O estudo “Doentes em risco nutricional” apresentado num congresso científico realizado pela Faculdade de Ciências da Nutrição do Porto revela números alarmantes que, como adianta Paulo Machado ao Jornal de Notícias (JN), podem ainda ser mais elevados, “porque é uma doença que afecta mulheres com idade superior às que foram envolvidas no estudo”.

Paulo Machado, docente da Universidade do Minho, foi o responsável pelo estudo que envolveu duas mil mulheres com idades entre os 15 e os 20 anos, onde foram detectados oito casos de anorexia nervosa e seis de bulimia nervosa.

Doenças da moda, a anorexia e a bulimia nervosas, são cada vez mais acentuadas nos países desenvolvidos, onde o culto do corpo se espelha nos mais variados sectores da sociedade.

Com o crescimento destas doenças um pouco por todo o país, a criação de serviços hospitalares dedicados a este tipo de problemas é uma necessidade para a saúde pública. Como adianta Joana Saraiva, do departamento de Pedopsiquiatria do Hospital Maria Pia, “o número de casos de bulimia e anorexia tem-se mantido constante ao longo do tempo”, mas admite receberem “mais casos porque as pessoas estão mais atentas porque, quer a nível da escola, quer a nível dos médicos de família. “Há um diagnóstico mais precoce e eles são-nos enviados mais cedo”, diz.

O tempo pode ser um factor decisivo para estes doentes. Um diagnóstico mais precoce e a tomada de consciência por parte do doente o mais cedo possível são fundamentais para a cura. Uma cura que “passa pela pessoa deixar de estar tão centrada no corpo, começar a crescer, tornar-se independente e ter uma vida própria”, como revela a pedopsiquiatra, “no fundo aceitar a problemática da adolescência”.

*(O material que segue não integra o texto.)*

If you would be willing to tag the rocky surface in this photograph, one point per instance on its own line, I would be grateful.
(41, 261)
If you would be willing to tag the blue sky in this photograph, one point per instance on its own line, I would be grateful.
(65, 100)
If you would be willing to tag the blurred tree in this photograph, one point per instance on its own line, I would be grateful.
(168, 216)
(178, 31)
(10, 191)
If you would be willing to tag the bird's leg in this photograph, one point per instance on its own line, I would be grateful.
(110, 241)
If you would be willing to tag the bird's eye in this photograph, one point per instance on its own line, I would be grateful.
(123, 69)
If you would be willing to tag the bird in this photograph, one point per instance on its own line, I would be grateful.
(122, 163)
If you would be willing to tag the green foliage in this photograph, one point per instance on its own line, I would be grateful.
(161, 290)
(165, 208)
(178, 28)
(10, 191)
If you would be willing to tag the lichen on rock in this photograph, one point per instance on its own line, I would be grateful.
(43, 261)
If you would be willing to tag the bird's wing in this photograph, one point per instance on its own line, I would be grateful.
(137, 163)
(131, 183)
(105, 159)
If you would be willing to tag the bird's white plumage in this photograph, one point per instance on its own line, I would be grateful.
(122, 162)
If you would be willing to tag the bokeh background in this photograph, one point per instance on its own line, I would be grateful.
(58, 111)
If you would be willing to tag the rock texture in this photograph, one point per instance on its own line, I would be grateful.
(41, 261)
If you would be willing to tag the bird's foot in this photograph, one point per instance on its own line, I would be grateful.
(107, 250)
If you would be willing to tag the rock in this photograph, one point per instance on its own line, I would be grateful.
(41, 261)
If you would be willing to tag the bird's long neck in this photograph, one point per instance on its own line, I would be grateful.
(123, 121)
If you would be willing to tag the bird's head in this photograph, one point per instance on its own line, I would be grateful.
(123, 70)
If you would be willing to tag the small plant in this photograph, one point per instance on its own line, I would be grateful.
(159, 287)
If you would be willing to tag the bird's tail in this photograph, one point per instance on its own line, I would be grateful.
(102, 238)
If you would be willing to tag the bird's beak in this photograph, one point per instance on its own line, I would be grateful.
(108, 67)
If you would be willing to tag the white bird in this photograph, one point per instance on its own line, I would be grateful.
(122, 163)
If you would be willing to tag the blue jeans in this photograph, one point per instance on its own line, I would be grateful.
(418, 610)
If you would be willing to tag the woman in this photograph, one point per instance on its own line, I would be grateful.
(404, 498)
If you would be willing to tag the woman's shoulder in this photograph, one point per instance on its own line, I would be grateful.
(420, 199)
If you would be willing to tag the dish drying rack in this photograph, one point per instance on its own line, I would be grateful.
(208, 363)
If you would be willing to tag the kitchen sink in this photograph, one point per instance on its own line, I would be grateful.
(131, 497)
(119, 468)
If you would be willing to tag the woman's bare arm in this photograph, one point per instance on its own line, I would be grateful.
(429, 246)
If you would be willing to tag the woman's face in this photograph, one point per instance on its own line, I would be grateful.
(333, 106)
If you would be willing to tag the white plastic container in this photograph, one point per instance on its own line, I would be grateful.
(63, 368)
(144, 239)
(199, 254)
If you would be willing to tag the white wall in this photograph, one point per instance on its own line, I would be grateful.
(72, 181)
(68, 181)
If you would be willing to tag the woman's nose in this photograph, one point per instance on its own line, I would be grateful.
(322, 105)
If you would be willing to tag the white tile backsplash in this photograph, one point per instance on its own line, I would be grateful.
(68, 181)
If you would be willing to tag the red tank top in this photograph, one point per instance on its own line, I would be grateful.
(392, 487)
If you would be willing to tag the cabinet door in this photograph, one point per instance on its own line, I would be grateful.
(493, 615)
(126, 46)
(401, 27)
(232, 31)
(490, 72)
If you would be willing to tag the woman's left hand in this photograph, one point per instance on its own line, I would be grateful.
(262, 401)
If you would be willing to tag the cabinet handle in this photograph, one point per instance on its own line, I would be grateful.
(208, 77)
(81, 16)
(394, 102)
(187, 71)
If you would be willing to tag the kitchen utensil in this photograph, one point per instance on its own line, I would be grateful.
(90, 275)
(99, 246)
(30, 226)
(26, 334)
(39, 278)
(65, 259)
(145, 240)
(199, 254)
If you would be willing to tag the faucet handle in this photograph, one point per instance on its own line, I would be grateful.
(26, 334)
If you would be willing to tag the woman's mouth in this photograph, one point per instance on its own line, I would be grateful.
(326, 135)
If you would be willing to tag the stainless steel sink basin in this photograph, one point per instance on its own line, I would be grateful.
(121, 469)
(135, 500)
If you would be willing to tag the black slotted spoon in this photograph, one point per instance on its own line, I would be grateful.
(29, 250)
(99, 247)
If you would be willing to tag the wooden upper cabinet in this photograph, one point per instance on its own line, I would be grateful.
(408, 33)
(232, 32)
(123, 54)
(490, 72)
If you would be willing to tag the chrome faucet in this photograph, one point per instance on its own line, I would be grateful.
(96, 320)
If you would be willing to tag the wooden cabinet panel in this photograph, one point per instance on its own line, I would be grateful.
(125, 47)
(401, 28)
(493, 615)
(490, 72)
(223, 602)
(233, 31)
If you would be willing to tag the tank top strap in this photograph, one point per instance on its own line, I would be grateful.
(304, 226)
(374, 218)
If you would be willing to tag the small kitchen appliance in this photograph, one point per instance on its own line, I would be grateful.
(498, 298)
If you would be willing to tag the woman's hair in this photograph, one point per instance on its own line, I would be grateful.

Um problema de saúde pública

A bulimia nervosa é um desiquilíbrio alimentar psicológico, caracterizado por uma ingestão compulsiva de alimentos seguida do vómito forçado, do uso excessivo de laxantes e diuréticos ou excesso de exercício físico. A bulimia, que apenas foi diagnosticada nos anos 80, atinge doentes que muito dificilmente se revelam, pessoas aparentemente normais que se entregam a uma vida subterrânea, a uma normalidade aparente.

Já a anorexia nervosa é um distúrbio alimentar onde as pessoas se privam da comida. A anorexia, ao contrário da bulimia, é uma doença visível ao mais desatento. A magreza excessiva e a desnutrição saltam à vista.

Por entre estas duas doenças perpassam, na maioria das vezes, pessoas diferentes. “Há mais casos de bulimia, mas como o nosso serviço só atende doentes até aos 18 anos acabámos por ter mais anorécticos, que é uma perturbação fundamentalmente adolescente”, diz Joana Saraiva. Na verdade, a bulimia está mais ligada a uma faixa etária pós-adolescente.

Tanto a bulimia nervosa como a anorexia nervosa são fenómenos da sociedade moderna e dos valores estéticos que a orientam. Contudo, perquisas mais recentes não deixam de considerar a importância do factor genético. Como adianta Joana Saraiva, “em famílias onde os gémeos são idênticos há uma maior incidência da doença”. Mas se é verdade que os factores genéticos são uma realidade, estes distúrbios alimentares são, fundamentalmente, resultado de vários factores: “Não é só genético mas também social”.

Um porto de abrigo

Se a família pode ser um foco do problema, pode ser também parte da solução.
Foi com este objectivo que surgiu a Associação dos Familiares e Amigos dos Anorécticos e Bulímicos (AFAAB), que tem como objectivos dar apoio e defender os direitos destes doentes.

Adelaide Braga pertence à AFAAB. Viveu na pele a anorexia da filha. Hoje fala em nome de uma doença que “é vivida com muito sofrimento pelas famílias porque ainda não é muito bem entendida”, confessa.

Um sofrimento que muitas vezes se reflecte em complexos dramas familiares, onde a segregação da doença por parte dos doentes e a preocupação por parte da família desenham um equilíbrio frágil. “Enquanto mãe, na altura em que a minha filha esteve doente não conhecia os recursos e tive que desbravar o terreno. Agora a associação traça o percurso”, diz. Um percurso que procura encaminhar os doentes para médicos competentes, principalmente na psiquiatria.

Apesar de hoje em dia a bulimia e a anorexia nervosas serem encarados como verdadeiros problemas de saúde pública, o número de especialistas nesta área é uma das deficiências do sistema. Como conclui a pedopsiquiatra Joana Saraiva, “há uma necessidade de mais serviços nesta especialidade”. Uma urgência que se justifica pelo crescimento da doença em Portugal e em todo o mundo.